Saturday, June 13, 2009

Kenneth Pollack Strikes Again

It would seem that the recent Iranian election, where Ahmadinejad wins by a suspicious lead, has Kenneth Pollack our Middle East “expert” regaling us with the following dire warning.

Link

"But this election and their results are an important caution to Americans and everyone else on the planet: This is not a democracy."


How would Pollack know, has he ever lived in a democracy? Considering our heavy handed departure from a right to privacy, a right to have legal council, and the power of the president to decide if you are a terrorist or not which could ultimately mean you are stripped of your rights completely or as they already are, Pollack has a lot of nerve. Not to mention an election I seem to recall between Al Gore and George Bush. Pollack is on shaky ground though that is nothing new for Pollack. After all our Middle East “expert” was one of the loudest cheerleaders for the invasion of Iraq by Bush Junior and our subservient and oh-so pliable congress.

Here is what Pollack advised in his book the Threatening Storm (a cheap rip-off of Churchill’s the Gathering Storm as if Saddam Hussein were a threat comparable to Adolf Hitler).

Link

"the only prudent and realistic course of action left to the United States is to mount a full-scale invasion of Iraq to smash the Iraqi armed forces, depose Saddam’s regime, and rid the country of weapons of mass destruction.” Pollack predicted, “It is unimaginable that the United States would have to contribute hundreds of billions of dollars and highly unlikely that we would have to contribute even tens of billions of dollars.”


Gee, we know how well all that worked out. And yet here we see that the news media still uses Pollack as a reference despite the fact that Pollack had been so overwhelmingly and spectacularly wrong about the Iraq War. I’m not really surprised by this for as Alexander Cockburn writes…

Link

In other words, any exacting assessment of the actual performance of newspapers rated against the twaddle about the role of the Fourth Estate spouted by publishers and editors at their annual conventions would issue a negative verdict in every era. Of course there have been moments when a newspaper or a reporter could make fair claims to have done a decent job, inevitably eradicated by a panicky proprietor, a change in ownership, advertiser pressure, eviction of some protective editor or summary firing of the enterprising reporter. By and large, down the decades, the mainstream newspapers have—often rabidly—obstructed and sabotaged efforts to improve our social and political condition.
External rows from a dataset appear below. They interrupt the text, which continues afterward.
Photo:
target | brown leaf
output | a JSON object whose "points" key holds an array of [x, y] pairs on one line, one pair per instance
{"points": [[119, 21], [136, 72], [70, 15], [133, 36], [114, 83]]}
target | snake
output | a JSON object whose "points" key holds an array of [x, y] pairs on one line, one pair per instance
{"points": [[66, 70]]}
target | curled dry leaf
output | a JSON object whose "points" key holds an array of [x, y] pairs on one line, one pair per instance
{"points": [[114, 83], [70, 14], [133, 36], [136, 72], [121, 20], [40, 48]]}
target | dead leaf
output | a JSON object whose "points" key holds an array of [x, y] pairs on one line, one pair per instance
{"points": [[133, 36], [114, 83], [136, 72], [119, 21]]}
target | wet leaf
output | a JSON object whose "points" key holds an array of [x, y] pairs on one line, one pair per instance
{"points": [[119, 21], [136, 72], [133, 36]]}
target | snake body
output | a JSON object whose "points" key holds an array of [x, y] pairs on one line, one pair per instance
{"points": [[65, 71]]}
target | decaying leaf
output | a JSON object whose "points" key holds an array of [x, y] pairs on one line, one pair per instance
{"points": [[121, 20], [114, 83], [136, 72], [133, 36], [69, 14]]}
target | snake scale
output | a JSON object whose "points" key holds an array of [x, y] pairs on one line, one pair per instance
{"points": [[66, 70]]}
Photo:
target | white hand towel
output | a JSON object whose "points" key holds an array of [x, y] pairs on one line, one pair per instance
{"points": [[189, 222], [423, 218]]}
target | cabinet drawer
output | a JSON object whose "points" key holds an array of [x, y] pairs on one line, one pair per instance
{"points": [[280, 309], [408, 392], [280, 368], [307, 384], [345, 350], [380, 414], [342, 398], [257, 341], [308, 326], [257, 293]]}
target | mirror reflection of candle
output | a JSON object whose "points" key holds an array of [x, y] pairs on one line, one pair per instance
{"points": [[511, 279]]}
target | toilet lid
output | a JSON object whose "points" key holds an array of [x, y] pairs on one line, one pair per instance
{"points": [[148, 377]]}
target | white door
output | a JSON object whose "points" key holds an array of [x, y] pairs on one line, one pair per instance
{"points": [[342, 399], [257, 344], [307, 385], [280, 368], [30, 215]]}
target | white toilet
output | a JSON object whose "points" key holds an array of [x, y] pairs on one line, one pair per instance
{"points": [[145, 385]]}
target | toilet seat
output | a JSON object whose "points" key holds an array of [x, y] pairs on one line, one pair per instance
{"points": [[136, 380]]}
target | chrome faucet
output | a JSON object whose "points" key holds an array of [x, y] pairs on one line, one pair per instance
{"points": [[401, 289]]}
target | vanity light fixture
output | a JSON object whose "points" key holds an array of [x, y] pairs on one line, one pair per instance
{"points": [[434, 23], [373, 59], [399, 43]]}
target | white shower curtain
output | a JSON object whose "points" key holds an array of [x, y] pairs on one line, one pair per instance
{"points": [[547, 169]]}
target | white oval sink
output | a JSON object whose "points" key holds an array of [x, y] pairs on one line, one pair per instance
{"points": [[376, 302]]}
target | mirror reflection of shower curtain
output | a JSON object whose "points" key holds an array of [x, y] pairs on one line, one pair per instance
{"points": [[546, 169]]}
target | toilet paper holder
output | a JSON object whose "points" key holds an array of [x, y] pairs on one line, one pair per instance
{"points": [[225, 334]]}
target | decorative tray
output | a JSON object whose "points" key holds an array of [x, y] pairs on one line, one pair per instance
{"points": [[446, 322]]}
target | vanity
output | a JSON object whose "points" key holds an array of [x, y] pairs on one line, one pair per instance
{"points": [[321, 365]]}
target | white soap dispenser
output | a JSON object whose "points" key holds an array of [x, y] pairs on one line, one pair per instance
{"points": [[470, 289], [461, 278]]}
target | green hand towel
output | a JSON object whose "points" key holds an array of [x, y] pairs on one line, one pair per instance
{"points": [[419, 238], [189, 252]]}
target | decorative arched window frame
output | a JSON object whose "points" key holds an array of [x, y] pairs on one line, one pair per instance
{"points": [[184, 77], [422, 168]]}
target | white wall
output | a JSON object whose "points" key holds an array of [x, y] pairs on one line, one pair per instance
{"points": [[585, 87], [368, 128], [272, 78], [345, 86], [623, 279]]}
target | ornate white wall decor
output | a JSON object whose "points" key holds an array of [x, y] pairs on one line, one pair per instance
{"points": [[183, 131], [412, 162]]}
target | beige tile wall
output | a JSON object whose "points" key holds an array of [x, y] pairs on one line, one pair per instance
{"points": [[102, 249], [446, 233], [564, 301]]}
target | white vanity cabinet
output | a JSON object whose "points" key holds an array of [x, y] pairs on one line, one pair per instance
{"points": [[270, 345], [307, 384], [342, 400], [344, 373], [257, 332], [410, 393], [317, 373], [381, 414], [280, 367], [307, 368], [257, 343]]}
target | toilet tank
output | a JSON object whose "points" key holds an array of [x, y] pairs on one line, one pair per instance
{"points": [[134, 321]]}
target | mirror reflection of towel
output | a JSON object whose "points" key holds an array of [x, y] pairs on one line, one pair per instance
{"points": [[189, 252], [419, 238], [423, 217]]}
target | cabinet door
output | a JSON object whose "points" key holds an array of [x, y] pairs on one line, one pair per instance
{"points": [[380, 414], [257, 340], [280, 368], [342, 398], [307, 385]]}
In an earlier time writers like Mencken and Hecht and Liebling loved their newspapers, but the portentous claims for their indispensable role would have made them hoot with derision, as they did the columnist Bernard Levin, decrying in the London Times at the start of the 1980s the notion of a “responsible press”: “we are, and must remain, vagabonds and outlaws, for only by so remaining shall we be able to keep the faith by which we live, which is the pursuit of knowledge that others would like unpursued and the making of comment that others would prefer unmade.”

But of course most publishers and journalists are not vagabonds and outlaws, any more than are the professors at journalism schools or the jurors and “boards” servicing the racket known as the Pulitzer industry. What the publishers were after was a 20 per cent rate of return, a desire that prompts great respect for “the rule of law,” if such laws assist in the achievement of that goal. In 1970 this meant coercing Congress to pass the Newspaper Preservation Act of 1970, exempting newspapers from antitrust sanctions against price-fixing in a given market. Nixon signed the law and was duly rewarded with profuse editorial endorsements in 1972.

2 Comments:

At June 14, 2009 5:19 PM, Blogger Jonathan Versen said...

I'm reminded of Jonathan Schwarz's frequent observation that certain persons are never punished for being wrong, especially in D.C.

 
At June 14, 2009 8:16 PM, Blogger Unknown said...

I've learned a lot from Jonathan Schwartz. He does the compare and contrast thing better then anyone.

I would also add that no good deed goes unpunished.